Walter Ansely v. Banner Health Network
Written By: Eileen GilBride

The Court of Appeals today held that federal law prohibits hospitals contracting with the Arizona Health Care Cost Containment System (AHCCCS) from enforcing balance bill liens against AHCCCS patients’ tort recoveries when the hospital has already accepted payment from AHCCCS.

In the hospitals’ contracts with AHCCCS, the hospitals agreed to accept payment from AHCCCS at rates below their customary charges and not to bill members for the balance.  The plaintiffs in this class action were AHCCCS patients who received settlements or damage awards from third-party tortfeasors for the injuries that required medical treatment.  The hospitals recorded liens pursuant to Arizona lien statutes, against the AHCCCS patients’ tort recoveries for  the difference between what the hospitals charged AHCCCS and the amount they typically charge.  One of the lien statutes specifically allows a hospital who has served an AHCCCS patient with a lien to collect any unpaid portion of its bill from a third-party payor.
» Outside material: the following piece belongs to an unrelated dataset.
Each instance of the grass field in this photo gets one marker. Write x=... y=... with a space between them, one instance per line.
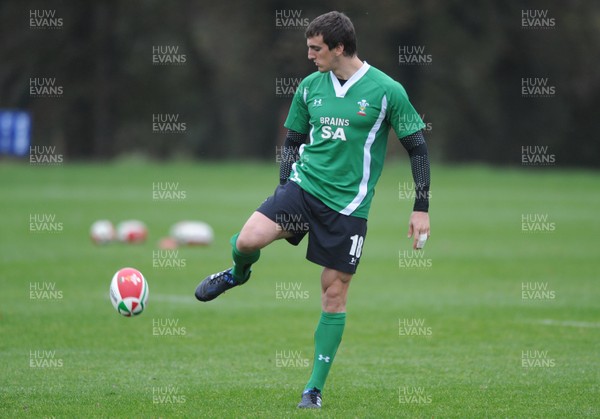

The patients sued to enjoin the hospitals from enforcing those liens on their tort recoveries.  The trial court ruled in favor of the patients, holding that federal regulation – 42 C.F.R. § 447.15 – preempts the hospitals’ state-law statutory lien right.  The court prohibited the hospitals from asserting any lien after having received any payment from AHCCCS for the patient’s care.  But the trial court ruled the hospitals did not breach their contracts with AHCCCS by imposing the liens.

The hospitals appealed the pre-empting ruling, and the patients cross-appealed the breach of contract claim.  The court of appeals first held that the hospitals’ contracts with AHCCCS incorporated federal law, which bars the hospitals from enforcing the liens.  While state and federal law allow AHCCCS to seek reimbursement from the tortfeasor for those monies it has paid to a hospital, federal law does not allow a hospital that has accepted payment from AHCCCS to recover additional money from the patient’s tort recovery for the balance.  The court held the state lien statutes invalid to the extent they would allow such a lien.

The court then reversed on the contract claim and held that the patients were entitled to summary judgment.  The court reasoned that (a) the hospital-AHCCCS contracts impliedly incorporated existing federal law, which banned the liens, (b) the patients were third-party beneficiaries of the hospital-AHCCCS contracts, and (c) the hospitals breached their agreement with AHCCCS by trying to balance bill against the patients’ tort recoveries.  The court concluded by affirming the injunction requiring the hospitals to discharge their existing liens enjoining them from filing liens in the future.